Die oben zitierte »Turnmiene«/»Trauermiene«-Kippfigur ist eines der Beispiele für »formalästhetische Ähnlichkeiten« (Betz/Mittermayer 2018: 515) mit Bernhards Werk, die zusammen mit den thematischen und motivischen Parallelen (hier vor allem Wahn und Tod betreffend) erkennen lassen, warum Burger Bernhard als seinen »Prosalehrer« (Burger 1983: 238) bezeichnet. Burger, der in seinem Band Ein Mann aus Wörtern (1983) Bernhards autofiktionalen Salzburg-Beschreibungen einen Artikel widmet (»Schönheitsmuseum-Todesmuseum. Thomas Bernhards Salzburg«), fügt dort auch einen kleinen Erlebnisbericht ein: 1982 auf Kur in Badgastein, will er Bernhard besuchen. Die Chancen stehen schlecht: »Sein Salzburger Lektor hatte mir gesagt: Sie können ihm schreiben, aber wahrscheinlich wird er nicht antworten. Sie können ihn auch anrufen, nur hat er kein Telefon.« (Burger 1983: 233) Burger dringt zuletzt mithilfe der Nachbarschaft in den Nathaler Vierkanthof vor, für ein kurzes Gespräch, bei dem Bernhard ihm sogar beinahe einen Schnaps anbietet.
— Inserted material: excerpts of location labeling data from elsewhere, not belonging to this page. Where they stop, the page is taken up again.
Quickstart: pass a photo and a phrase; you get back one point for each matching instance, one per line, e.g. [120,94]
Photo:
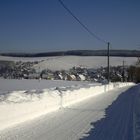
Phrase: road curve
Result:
[110,116]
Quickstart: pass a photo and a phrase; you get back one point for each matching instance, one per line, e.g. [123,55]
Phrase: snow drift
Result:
[21,106]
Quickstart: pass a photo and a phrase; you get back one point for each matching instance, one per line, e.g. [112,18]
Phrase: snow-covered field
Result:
[67,62]
[20,105]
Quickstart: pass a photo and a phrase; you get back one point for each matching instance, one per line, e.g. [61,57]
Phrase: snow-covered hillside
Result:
[67,62]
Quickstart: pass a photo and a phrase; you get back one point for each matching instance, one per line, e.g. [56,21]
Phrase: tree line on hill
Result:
[119,53]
Burger solle, wenn er in der Gegend sei, wiederkommen, auch wenn das Gespräch nach Burgers Einschätzung alles andere als ein angeregtes war: »Es ist nicht leicht, ein Gespräch zu führen, wenn man praktisch jede Zeile seines Gegenübers kennt, sich aber freiwillig dem Zitatverbot unterzieht.« (Burger 1983: 237)

 

V. B.

Literaturverzeichnis

Bernhard, Thomas: Der Untergeher [= Werke 6], hg. von Renate Langer. Frankfurt am Main: Suhrkamp 2006. 

Betz, Uwe, und Manfred Mittermayer: »Wirkung auf andere Autoren und Autorinnen«. In: Bernhard Handbuch. Leben–Werk–Wirkung, hg. von Martin Huber und Manfred Mittermayer. Stuttgart: Metzler 2018. S. 512-519.
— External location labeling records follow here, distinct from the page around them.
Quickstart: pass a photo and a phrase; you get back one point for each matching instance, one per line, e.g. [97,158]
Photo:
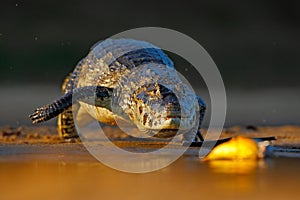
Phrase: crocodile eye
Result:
[145,118]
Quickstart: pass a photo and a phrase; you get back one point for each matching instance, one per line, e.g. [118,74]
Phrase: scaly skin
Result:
[130,78]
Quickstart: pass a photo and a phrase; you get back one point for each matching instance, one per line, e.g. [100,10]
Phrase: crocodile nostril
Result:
[145,118]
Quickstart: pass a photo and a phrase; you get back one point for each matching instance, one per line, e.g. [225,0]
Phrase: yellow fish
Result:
[238,148]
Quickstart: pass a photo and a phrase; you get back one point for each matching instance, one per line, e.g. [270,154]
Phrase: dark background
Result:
[255,44]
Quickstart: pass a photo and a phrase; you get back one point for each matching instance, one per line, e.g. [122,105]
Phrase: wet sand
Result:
[36,164]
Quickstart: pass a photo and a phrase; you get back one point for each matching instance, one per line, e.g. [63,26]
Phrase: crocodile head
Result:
[158,111]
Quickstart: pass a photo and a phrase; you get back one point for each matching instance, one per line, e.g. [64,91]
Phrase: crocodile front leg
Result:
[94,95]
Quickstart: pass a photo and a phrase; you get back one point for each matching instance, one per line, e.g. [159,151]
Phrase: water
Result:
[68,172]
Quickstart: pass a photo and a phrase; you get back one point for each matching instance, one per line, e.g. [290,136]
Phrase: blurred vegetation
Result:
[254,44]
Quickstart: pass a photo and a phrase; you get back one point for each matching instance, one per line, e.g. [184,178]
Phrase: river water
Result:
[67,171]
Bugmann, Urs: »Aber die Schweiz ist dann doch für alle der tödliche Kerker«. In: Kontinent Bernhard. Zur Thomas-Bernhard-Rezeption in Europa, hg. von Wolfram Bayer. Wien, Köln, Weimar: Böhlau 1995. S. 414-422.

Burger, Hermann: »Zu Besuch bei Thomas Bernhard«. In: Ein Mann aus Wörtern. Frankfurt am Main: Fischer 1983. S. 233-238.

Burger, Hermann: »Schönheitsmuseum-Todesmuseum. Thomas Bernhards Salzburg«. In: Ein Mann aus Wörtern. Frankfurt am Main: Fischer 1983. S. 124-145.

Burger, Hermann: Schilten. Schulbericht zuhanden der Inspektorenkonferenz, Frankfurt am Main: Fischer 1979.